6. Ceza Dairesi 2018/1876 E. , 2020/2608 K.
"İçtihat Metni"MAHKEMESİ :Ağır Ceza Mahkemesi
SUÇ : Yağma
HÜKÜM : Mahkumiyet
Yerel Mahkemece verilen hüküm temyiz edilmekle; başvurunun nitelik, ceza türü, süresi ve suç tarihine göre dosya görüşüldü:
Bölge Adliye Mahkemelerinin, 26.9.2004 tarihli ve 5235 sayılı Adli Yargı İlk Derece Mahkemeleri ile Bölge Adliye Mahkemelerinin Kuruluş, Görev ve Yetkileri Hakkında Kanunun geçici 2"nci maddesi uyarınca Resmî Gazete"de ilân edilecek göreve başlama tarihinden önce aleyhine temyiz yoluna başvurulmuş olan kararlar hakkında, “Kesinleşinceye kadar Ceza Muhakemeleri Usûlü Kanununun 322"nci maddesinin dördüncü, beşinci ve altıncı fıkraları hariç olmak üzere, 305 ilâ 326"ncı maddeleri uygulanacağı...” hususu nazara alındığında temyiz süresinin 1412 sayılı Ceza Muhakemeleri Usûlü Kanununun 310/1. maddesi uyarınca bir hafta olduğu, ancak 7035 sayılı Kanun’la değişik 5271 sayılı Ceza Muhakemesi Kanununun 291. maddesine göre ise bir hafta olan temyiz süresinin on beş güne çıkarıldığı, sanık ... savunmanının yüzüne karşı verilen 06.03.2018 günlü mahkeme hükmünün karar eteğinde, “Temyiz süresinin 15 gün olduğunun” belirtilmesi üzerine, sanık ... savunmanının 14.03.2018 tarihinde temyiz davası açma talepli dilekçe verdiği anlaşılmıştır.
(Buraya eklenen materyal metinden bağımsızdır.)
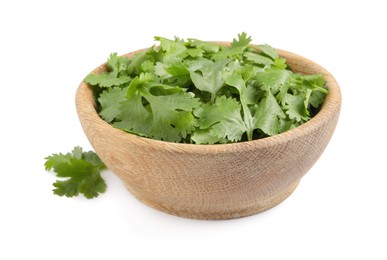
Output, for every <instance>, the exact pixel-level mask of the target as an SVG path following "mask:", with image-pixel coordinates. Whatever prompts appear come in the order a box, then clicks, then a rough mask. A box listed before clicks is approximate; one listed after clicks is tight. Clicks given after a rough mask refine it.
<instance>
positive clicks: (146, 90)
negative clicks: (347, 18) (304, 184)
mask: <svg viewBox="0 0 387 260" xmlns="http://www.w3.org/2000/svg"><path fill="white" fill-rule="evenodd" d="M155 40H156V41H158V42H159V44H158V45H157V46H153V47H151V48H149V49H148V50H147V51H144V52H141V53H138V54H137V55H135V56H134V57H132V58H126V57H122V56H118V55H117V54H116V53H113V54H111V55H110V57H109V59H108V62H107V67H108V71H107V72H104V73H100V74H94V73H92V74H89V75H88V76H87V77H86V78H85V82H86V83H88V84H90V85H92V86H94V88H95V89H97V90H98V91H96V93H99V94H98V96H97V100H98V104H99V107H100V109H99V115H100V116H101V117H102V118H103V119H104V120H105V121H107V122H109V123H110V124H112V125H113V126H114V127H116V128H119V129H122V130H124V131H127V132H130V133H134V134H138V135H141V136H145V137H149V138H153V139H158V140H164V141H169V142H180V143H191V144H217V143H233V142H239V141H249V140H253V139H258V138H264V137H267V136H272V135H276V134H279V133H282V132H285V131H288V130H289V129H292V128H295V127H298V126H299V125H301V124H303V123H305V122H306V121H308V120H309V119H310V118H311V117H313V116H314V115H315V114H316V113H317V112H318V110H319V107H320V105H321V104H322V103H323V101H324V97H325V95H326V93H327V92H328V90H327V88H326V87H325V84H326V82H325V80H324V78H323V76H322V75H302V74H299V73H294V72H292V71H291V70H290V68H289V67H288V65H287V64H286V59H285V58H282V57H280V56H279V55H278V53H277V51H276V50H275V49H274V48H272V47H271V46H269V45H267V44H264V45H251V37H248V36H247V34H246V33H241V34H239V35H238V38H237V39H233V41H232V43H231V45H230V46H222V45H218V44H216V43H212V42H204V41H201V40H197V39H187V40H186V41H185V40H182V39H179V38H177V37H176V38H175V39H173V40H170V39H166V38H163V37H155Z"/></svg>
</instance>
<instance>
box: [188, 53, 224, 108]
mask: <svg viewBox="0 0 387 260" xmlns="http://www.w3.org/2000/svg"><path fill="white" fill-rule="evenodd" d="M230 61H231V59H225V60H220V61H216V62H213V61H211V60H208V59H201V60H197V61H196V62H193V63H191V64H190V67H189V68H188V70H189V71H190V76H191V80H192V82H193V83H194V84H195V87H196V88H198V89H200V90H201V91H206V92H209V93H211V95H212V100H214V98H215V95H216V93H217V92H218V91H219V89H220V88H221V87H222V86H223V84H224V81H225V79H226V76H227V73H228V72H227V71H226V70H225V66H226V65H227V63H229V62H230ZM198 72H200V73H198Z"/></svg>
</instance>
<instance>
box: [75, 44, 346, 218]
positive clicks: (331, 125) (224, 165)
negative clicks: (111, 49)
mask: <svg viewBox="0 0 387 260" xmlns="http://www.w3.org/2000/svg"><path fill="white" fill-rule="evenodd" d="M224 44H227V43H224ZM140 51H143V50H140ZM137 52H138V51H137ZM137 52H132V53H129V54H126V56H128V57H131V56H133V55H134V54H135V53H137ZM278 53H279V55H280V56H282V57H285V58H286V59H287V63H288V64H289V66H290V67H291V69H292V70H293V71H294V72H300V73H304V74H323V75H324V77H325V79H326V81H327V87H328V90H329V94H328V95H327V96H326V98H325V101H324V104H323V105H322V108H321V110H320V111H319V113H318V114H317V115H316V116H314V117H313V118H312V119H311V120H310V121H308V122H306V123H305V124H303V125H301V126H300V127H297V128H295V129H292V130H290V131H287V132H285V133H282V134H278V135H276V136H272V137H268V138H264V139H259V140H253V141H249V142H240V143H234V144H216V145H196V144H179V143H170V142H164V141H158V140H152V139H148V138H144V137H140V136H137V135H133V134H129V133H126V132H124V131H122V130H119V129H116V128H114V127H112V126H111V125H110V124H108V123H107V122H105V121H104V120H102V119H101V118H100V117H99V115H98V113H97V111H96V102H95V99H94V96H93V93H92V90H91V88H90V87H89V86H88V85H87V84H85V83H84V82H82V83H81V84H80V86H79V88H78V90H77V94H76V106H77V112H78V116H79V120H80V122H81V125H82V127H83V129H84V132H85V134H86V136H87V138H88V139H89V141H90V143H91V145H92V146H93V148H94V149H95V151H96V152H97V154H98V155H99V156H100V158H101V159H102V160H103V162H104V163H105V164H106V165H107V166H108V167H109V169H110V170H111V171H112V172H113V173H115V174H116V175H117V176H118V177H119V178H120V179H121V180H122V181H123V183H124V184H125V186H126V187H127V188H128V190H129V191H130V192H131V193H132V194H134V195H135V196H136V197H137V198H138V199H139V200H141V201H143V202H144V203H145V204H148V205H150V206H152V207H154V208H157V209H159V210H162V211H165V212H168V213H170V214H174V215H178V216H183V217H188V218H196V219H231V218H239V217H244V216H249V215H252V214H256V213H259V212H262V211H264V210H267V209H269V208H271V207H274V206H276V205H277V204H279V203H280V202H282V201H283V200H285V199H286V198H287V197H288V196H289V195H290V194H291V193H292V192H293V190H294V189H295V188H296V187H297V185H298V183H299V181H300V179H301V178H302V177H303V176H304V174H305V173H306V172H307V171H308V170H309V169H310V168H311V167H312V166H313V164H314V163H315V162H316V161H317V159H318V158H319V157H320V155H321V154H322V152H323V151H324V149H325V147H326V146H327V144H328V142H329V140H330V138H331V136H332V134H333V132H334V129H335V127H336V124H337V120H338V118H339V114H340V107H341V93H340V89H339V86H338V84H337V82H336V80H335V79H334V78H333V76H332V75H331V74H330V73H329V72H328V71H326V70H325V69H324V68H322V67H321V66H319V65H318V64H316V63H314V62H312V61H310V60H308V59H305V58H303V57H301V56H298V55H296V54H293V53H290V52H286V51H282V50H278ZM104 70H106V64H103V65H101V66H99V67H98V68H96V69H95V70H94V72H101V71H104Z"/></svg>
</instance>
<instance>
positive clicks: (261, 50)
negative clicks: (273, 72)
mask: <svg viewBox="0 0 387 260" xmlns="http://www.w3.org/2000/svg"><path fill="white" fill-rule="evenodd" d="M257 47H258V48H259V49H261V51H262V53H263V54H265V55H266V56H268V57H269V58H271V59H272V60H275V59H277V58H279V56H278V53H277V51H276V50H275V49H274V48H273V47H271V46H270V45H267V44H261V45H258V46H257Z"/></svg>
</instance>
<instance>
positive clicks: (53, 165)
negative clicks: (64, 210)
mask: <svg viewBox="0 0 387 260" xmlns="http://www.w3.org/2000/svg"><path fill="white" fill-rule="evenodd" d="M45 159H46V163H45V164H44V166H45V168H46V170H47V171H51V170H53V171H54V172H55V174H56V176H57V177H60V178H65V179H64V180H57V181H56V182H55V183H54V184H53V186H54V187H55V189H54V190H53V192H54V194H56V195H58V196H66V197H73V196H77V195H79V193H82V194H83V195H84V196H85V197H86V198H88V199H92V198H95V197H98V195H99V194H100V193H103V192H105V190H106V183H105V181H104V180H103V179H102V177H101V174H100V170H101V169H104V168H105V165H104V163H103V162H102V161H101V159H100V158H99V157H98V156H97V154H96V153H94V152H93V151H88V152H84V151H83V149H82V148H81V147H79V146H76V147H74V149H73V150H72V151H71V153H67V154H61V153H59V154H52V155H50V156H48V157H46V158H45Z"/></svg>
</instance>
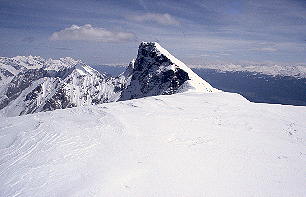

Türkiye Cumhuriyeti Anayasası’nın 40/2, 5271 sayılı CMK"nin 34/2, 40/2, 231/2 ve 232/6. maddelerine göre; mahkeme kararlarında ilgili kişilerin hangi kanun yolları ve mercilere başvuracağını, sürelerini ve yönteminin kuşkuya yer vermeyecek şekilde açıkça gösterilmesi gerektiğinin açık ve buyurucu bir kural olduğu, bu bağlamda mahkemenin yanıltıcı ifadesi nedeniyle, sanık ... savunmanının 15 gün içerisinde temyiz davası açması olağan olduğundan; sanık ... savunmanın temyiz isteminin süresinde kabulü hususu benimsenerek, sanık ... savunmanının temyiz itirazlarının incelenmesinde;
Yağma eyleminin silahla, birden fazla kişi ile ve gece vakti gerçekleşmiş olmasına karşın sanık hakkında TCK"nin 149/1. maddesinin (c) bendi yanında aynı maddenin (a) ve (h) bentleriyle de uygulama yapılmaması aleyhe temyiz olmadığından, sanık hakkında kurulan hükümde, 5237 sayılı TCK’nin 61. maddesine aykırı olarak, anılan Yasanın 31/2. maddesinin 168/3. maddesinden sonra uygulanması da sonuca etkili bulunmadığından,
Anılan hususlar bozma nedeni yapılmamıştır.
İşlediği fiilin hukukî anlam ve sonuçlarını algılama ve bu fiille ilgili olarak davranışlarını yönlendirme yeteneğinin olup olmadığına ilişkin rapor, sosyal çalışma görevlilerinin düzenleyeceği sosyal inceleme raporu, 18’den küçük mağdurun beyanının alınması sırasında yasal zorunluluk nedeniyle bulundurulan pedagog bilirkişi ile kameraman bilirkişiye ödenen ücretlerin Çocuk Haklarına Dair Sözleşme hükümlerine aykırı biçimde yargılama gideri olarak sanığa yükletilmesine karar verilmesi,
Bozmayı gerektirmiş, sanık ... savunmanının temyiz itirazları bu bakımdan yerinde görülmüş olduğundan, hükmün açıklanan nedenle isteme aykırı olarak BOZULMASINA, bozma nedeni yeniden yargılama yapılmasını gerektirmediğinden, 5320 sayılı Kanunun 8/1. maddesi yollamasıyla CMUK"un 322. maddesinin verdiği yetkiye dayanılarak, hüküm fıkrasından "190,00 TL sarf giderinin" alınmasına ilişkin bölümün çıkartılması suretiyle, diğer yönleri usul ve yasaya uygun bulunan hükmün DÜZELTİLEREK ONANMASINA, 08.07.2020 tarihinde oy birliğiyle karar verildi.